The solution, in short form, is thus:

1.b4
- 1...Bb6 2.Rd5
- 1...Rbxb5 2.Qd5
- 1...Bc5 2.Rb7
- 1...Bb7 2.Rc5
- 1...Bd5 2.Rbb6
- 1...Rhxb5 2.Rb6

Four of White's Novotnys in these variations are executed by the rook on b5—only the rook will do in those variations, because the square it comes from, b5, must be vacated for the white knight to deliver mate. In the other two lines, that rook is captured, meaning it cannot execute the Novotny, but also meaning the square vacation is no longer necessary (the white knight can simply capture the black piece on b5). Therefore, another piece can make the Novotny interference in those lines. (There is one other non-thematic defence in the problem: 1...Nd2, threatening a nuisance check on b3. This allows 2.Ra3+ Nb3+ 3.Rxb3#.)

===As part of a larger scheme===

Many problems include a Novotny as part of some larger scheme.
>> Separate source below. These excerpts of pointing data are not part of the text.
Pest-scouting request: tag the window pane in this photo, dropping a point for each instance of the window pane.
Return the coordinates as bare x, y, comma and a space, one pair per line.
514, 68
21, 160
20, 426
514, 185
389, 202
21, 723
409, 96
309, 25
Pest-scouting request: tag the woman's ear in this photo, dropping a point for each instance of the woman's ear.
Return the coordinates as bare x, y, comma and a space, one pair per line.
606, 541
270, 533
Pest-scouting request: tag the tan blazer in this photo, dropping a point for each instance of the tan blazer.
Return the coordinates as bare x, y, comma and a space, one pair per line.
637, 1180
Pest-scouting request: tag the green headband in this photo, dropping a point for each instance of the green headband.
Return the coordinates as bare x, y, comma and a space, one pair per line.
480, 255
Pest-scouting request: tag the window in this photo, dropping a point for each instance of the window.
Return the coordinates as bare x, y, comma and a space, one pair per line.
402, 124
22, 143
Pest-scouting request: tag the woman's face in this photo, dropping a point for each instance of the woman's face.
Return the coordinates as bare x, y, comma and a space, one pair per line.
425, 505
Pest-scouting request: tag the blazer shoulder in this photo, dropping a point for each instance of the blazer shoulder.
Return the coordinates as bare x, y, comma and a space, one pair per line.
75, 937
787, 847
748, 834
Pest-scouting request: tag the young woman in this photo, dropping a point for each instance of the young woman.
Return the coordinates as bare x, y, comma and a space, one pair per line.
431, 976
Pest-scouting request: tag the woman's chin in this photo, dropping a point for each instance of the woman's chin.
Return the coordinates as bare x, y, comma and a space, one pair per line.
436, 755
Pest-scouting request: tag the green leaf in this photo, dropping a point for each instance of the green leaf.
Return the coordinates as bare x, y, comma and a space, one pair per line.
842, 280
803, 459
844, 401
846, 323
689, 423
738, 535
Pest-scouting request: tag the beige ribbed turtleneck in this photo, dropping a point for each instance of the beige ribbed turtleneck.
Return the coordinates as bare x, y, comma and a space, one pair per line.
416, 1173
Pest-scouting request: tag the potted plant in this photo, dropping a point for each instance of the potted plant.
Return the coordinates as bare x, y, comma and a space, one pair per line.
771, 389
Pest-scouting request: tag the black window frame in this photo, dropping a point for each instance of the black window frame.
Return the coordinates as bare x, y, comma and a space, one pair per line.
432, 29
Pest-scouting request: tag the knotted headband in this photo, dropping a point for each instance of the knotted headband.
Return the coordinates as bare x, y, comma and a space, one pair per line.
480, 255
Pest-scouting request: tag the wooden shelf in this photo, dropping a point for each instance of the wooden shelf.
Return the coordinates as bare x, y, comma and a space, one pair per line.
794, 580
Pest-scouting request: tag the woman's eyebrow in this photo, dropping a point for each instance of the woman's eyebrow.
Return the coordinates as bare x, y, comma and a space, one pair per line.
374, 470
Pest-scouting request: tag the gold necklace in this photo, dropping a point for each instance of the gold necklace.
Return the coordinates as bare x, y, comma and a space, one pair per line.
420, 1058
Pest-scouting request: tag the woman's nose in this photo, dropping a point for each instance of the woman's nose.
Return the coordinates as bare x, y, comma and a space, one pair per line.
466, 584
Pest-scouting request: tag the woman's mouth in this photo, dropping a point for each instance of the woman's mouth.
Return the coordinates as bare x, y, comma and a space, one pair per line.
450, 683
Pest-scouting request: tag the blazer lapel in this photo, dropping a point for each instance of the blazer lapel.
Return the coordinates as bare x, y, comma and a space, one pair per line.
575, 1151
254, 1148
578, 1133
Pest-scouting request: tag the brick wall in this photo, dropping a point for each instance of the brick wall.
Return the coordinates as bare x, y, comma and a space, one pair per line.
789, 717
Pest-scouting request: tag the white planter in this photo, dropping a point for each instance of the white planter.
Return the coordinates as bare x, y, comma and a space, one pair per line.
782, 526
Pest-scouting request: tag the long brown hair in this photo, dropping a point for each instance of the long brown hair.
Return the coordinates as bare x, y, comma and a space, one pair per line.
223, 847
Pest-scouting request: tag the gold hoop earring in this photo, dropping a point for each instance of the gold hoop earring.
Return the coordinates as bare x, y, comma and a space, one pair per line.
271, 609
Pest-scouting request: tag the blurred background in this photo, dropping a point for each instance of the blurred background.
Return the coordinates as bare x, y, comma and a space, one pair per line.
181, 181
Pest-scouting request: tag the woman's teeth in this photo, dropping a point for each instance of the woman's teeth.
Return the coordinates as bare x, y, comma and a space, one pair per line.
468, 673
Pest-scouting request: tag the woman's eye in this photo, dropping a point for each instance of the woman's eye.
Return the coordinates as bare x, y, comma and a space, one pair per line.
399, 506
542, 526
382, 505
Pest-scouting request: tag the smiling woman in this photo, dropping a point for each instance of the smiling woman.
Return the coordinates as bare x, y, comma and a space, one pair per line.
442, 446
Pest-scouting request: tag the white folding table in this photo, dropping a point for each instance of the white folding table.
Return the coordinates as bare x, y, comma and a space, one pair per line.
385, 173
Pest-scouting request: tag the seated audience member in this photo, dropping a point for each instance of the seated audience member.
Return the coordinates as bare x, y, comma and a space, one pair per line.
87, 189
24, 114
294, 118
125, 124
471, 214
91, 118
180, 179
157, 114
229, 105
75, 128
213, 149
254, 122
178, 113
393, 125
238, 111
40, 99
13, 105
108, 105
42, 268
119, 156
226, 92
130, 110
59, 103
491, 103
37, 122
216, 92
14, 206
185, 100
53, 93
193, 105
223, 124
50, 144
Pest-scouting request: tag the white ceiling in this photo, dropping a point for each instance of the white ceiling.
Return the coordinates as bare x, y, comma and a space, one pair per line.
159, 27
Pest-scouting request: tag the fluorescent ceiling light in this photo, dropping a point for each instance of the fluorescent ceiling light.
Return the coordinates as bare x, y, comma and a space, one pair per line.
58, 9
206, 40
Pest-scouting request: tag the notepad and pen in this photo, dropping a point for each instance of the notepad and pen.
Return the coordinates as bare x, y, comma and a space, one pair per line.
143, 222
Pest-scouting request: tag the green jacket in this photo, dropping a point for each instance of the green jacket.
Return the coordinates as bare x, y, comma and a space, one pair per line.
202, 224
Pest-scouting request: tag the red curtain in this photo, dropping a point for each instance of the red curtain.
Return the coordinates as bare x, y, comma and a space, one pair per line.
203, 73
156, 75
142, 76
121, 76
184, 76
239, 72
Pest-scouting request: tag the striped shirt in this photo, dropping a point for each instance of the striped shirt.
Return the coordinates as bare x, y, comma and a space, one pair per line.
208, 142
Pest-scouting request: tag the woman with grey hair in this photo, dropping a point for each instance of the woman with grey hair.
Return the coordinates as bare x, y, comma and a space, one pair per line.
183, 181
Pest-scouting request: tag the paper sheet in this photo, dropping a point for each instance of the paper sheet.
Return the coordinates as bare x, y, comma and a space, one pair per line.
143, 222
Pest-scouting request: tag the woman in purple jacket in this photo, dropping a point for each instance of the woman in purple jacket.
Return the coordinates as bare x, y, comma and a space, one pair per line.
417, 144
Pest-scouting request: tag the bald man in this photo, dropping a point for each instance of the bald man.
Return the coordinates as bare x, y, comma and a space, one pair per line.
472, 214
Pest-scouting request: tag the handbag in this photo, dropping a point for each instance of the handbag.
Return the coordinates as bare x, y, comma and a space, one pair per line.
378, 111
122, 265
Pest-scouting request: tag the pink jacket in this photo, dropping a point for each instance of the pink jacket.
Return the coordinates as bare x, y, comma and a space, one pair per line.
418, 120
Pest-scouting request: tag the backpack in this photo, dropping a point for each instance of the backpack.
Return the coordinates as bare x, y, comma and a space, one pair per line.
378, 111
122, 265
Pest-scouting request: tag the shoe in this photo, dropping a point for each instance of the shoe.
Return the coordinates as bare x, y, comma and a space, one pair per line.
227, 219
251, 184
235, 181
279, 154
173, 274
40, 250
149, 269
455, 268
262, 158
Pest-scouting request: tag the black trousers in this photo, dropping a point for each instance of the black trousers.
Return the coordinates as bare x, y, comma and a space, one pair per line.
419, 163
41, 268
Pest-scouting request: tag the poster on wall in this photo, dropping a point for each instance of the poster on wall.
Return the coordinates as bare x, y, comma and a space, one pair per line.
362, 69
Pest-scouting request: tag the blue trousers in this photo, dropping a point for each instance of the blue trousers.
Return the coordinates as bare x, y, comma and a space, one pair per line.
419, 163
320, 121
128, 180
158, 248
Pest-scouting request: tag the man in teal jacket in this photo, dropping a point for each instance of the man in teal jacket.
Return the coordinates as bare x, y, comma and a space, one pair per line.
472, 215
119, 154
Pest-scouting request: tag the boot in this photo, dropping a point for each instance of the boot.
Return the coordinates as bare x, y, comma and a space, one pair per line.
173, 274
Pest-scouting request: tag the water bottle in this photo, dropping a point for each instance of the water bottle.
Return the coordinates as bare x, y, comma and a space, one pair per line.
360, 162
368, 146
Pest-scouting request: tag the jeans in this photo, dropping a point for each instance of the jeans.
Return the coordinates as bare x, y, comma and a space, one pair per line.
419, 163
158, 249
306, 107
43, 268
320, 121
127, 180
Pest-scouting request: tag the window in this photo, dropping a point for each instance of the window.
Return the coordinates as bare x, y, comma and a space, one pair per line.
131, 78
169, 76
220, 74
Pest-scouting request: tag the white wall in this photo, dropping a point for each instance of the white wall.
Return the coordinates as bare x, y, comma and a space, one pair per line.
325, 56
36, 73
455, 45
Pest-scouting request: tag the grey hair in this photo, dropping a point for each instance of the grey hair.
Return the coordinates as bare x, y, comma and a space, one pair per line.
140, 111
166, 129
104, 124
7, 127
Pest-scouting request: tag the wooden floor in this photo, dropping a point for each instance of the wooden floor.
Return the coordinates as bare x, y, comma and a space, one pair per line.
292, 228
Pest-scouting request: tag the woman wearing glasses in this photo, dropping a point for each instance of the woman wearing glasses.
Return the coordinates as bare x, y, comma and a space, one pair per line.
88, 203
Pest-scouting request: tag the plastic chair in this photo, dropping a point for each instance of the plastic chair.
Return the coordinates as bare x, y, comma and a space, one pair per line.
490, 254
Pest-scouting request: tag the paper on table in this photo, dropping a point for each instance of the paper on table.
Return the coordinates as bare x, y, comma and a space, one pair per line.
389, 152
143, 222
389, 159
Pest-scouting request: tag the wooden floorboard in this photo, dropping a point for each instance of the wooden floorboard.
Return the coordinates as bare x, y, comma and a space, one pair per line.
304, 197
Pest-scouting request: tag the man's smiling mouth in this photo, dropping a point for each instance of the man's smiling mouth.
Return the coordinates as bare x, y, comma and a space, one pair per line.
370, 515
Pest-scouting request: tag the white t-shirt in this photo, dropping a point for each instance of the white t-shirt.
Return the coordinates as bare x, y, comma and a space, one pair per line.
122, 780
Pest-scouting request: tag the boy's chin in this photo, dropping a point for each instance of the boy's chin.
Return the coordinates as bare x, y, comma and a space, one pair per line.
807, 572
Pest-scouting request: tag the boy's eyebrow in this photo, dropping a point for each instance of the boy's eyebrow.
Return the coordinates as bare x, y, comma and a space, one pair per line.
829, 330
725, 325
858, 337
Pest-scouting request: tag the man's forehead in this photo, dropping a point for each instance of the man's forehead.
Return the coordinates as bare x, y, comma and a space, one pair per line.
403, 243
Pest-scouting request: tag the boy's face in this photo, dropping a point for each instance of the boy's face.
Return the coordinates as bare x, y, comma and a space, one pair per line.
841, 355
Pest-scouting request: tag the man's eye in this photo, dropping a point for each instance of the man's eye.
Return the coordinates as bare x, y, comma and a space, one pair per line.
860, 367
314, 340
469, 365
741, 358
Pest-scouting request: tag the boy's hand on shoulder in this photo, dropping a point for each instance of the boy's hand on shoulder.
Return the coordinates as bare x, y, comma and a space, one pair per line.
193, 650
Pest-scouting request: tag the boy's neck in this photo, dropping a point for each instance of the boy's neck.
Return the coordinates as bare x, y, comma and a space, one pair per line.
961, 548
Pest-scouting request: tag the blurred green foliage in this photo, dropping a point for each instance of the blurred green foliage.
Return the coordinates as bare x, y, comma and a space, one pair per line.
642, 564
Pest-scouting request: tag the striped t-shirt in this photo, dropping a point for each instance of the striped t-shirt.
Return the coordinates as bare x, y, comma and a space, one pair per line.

The problem here, by Milan Vukcevich, published in Schach-Echo in 1976, includes a Novotny as just one part of a more complex problem. It is a mate in two. The key is 1.Qd6, which is a Novotny interference with the black rook and bishop on b8, so threatening 2.Ne5# and 2.Nxd2#. After the capture of the queen by the rook or bishop, the other black piece is still interfered with by the capturing unit; so 1...Rxd6 rules out 2.Nxd2 but still allows 2.Ne5#, while 1...Bxd6 rules out 2.Ne5 but allows 2.Nxd2#. Just as these Novotny lines work as a pair, so the other Black defences work in pairs:

1...Rxa7 (removes white guard of e3) 2.Qd3#
1...Bxa7 (removes white guard of e3) 2.Qf4#
1...e5 (pins the knight that gives the mate in the Novotny lines) 2.Qf6#
1...Bd5 (pins the knight) 2.Qxa3# (not otherwise possible because of 2...Rd3)

===The Novotny theme in practical play===

The Novotny theme occurs extremely rarely in actual play. The strong English master Amos Burn produced such an example in an offhand game in Liverpool in 1910 (see diagram). In a seemingly desperate position, with his king apparently about to fall to a powerful attack by White's pieces, Burn played 33...Qg4 The point is that if the bishop or pawn takes the queen, the white rook's pin on the black bishop is lifted, allowing 34...Bxd2; if the rook takes the queen, the white bishop no longer protects f3, so Black can play the royal fork 34...Nf3+ and 35...Nxd2. Finally, if 34.Qxg5+, Qxg5 35.Rxg5+ Kh6 (a king fork) wins a piece. Burn won in 15 more moves and was to comment afterwards that his 33...Qg4 demonstrated that there is an element of luck in chess.

In this position, from Rubtsova–Belova, USSR 1945, White has just played the attractive-looking 1.Rf4–g4 Black cannot capture the rook (1...Qxg4? 2.Bxg4; 1...fxg4 2.Qxg5), and White would win a piece after 1...Qf6? 2.Rxg3. However, Black responded with a decisive Novotny, 1...Ne2+ This enables Black to win the rook after 2.Rxe2 Qxg4; 2.Bxe2 Qxe3+ and 3...fxg4; or 2.Kf1 Qxg4. Black won.

The Novotny theme could also have occurred in actual play in E. Berg–J. Zezulkin, Rowy 2000. From this diagram, White could have won with 40.Nf6!! (instead of 40.Qe6?, leading to an eventual draw). After 40.Nf6!!, White would threaten the two thematical mates 41.Qg7# and 41.Qf8# and in addition 41.Rg8# and 41.Qxh7#. Now 40...Bxf6 would block Black's rook, allowing 41.Qf8#, while 40...Rxf6 would block Black's bishop, allowing 41.Qg7#. After 40...Qxh6 which parries both thematical threats White has 41.Rg8#.

The Novotny theme was played in David Navara–Anna Dergatschova-Daus, Ordix Open, Mainz 2007. If White could check on the a2–g8 diagonal, it would force mate quickly. But the black rook guards e6, and the black bishop guards d5. So 36.Rc6!! intersects both lines: 36...Rxc6 37.Qd5+ Re6 38.Qxe6#, or 36...Bxc6 37.Qe6#; and if 36...Qxc6 then 37.e8=Q+ Qxe8 38.Qxe8#.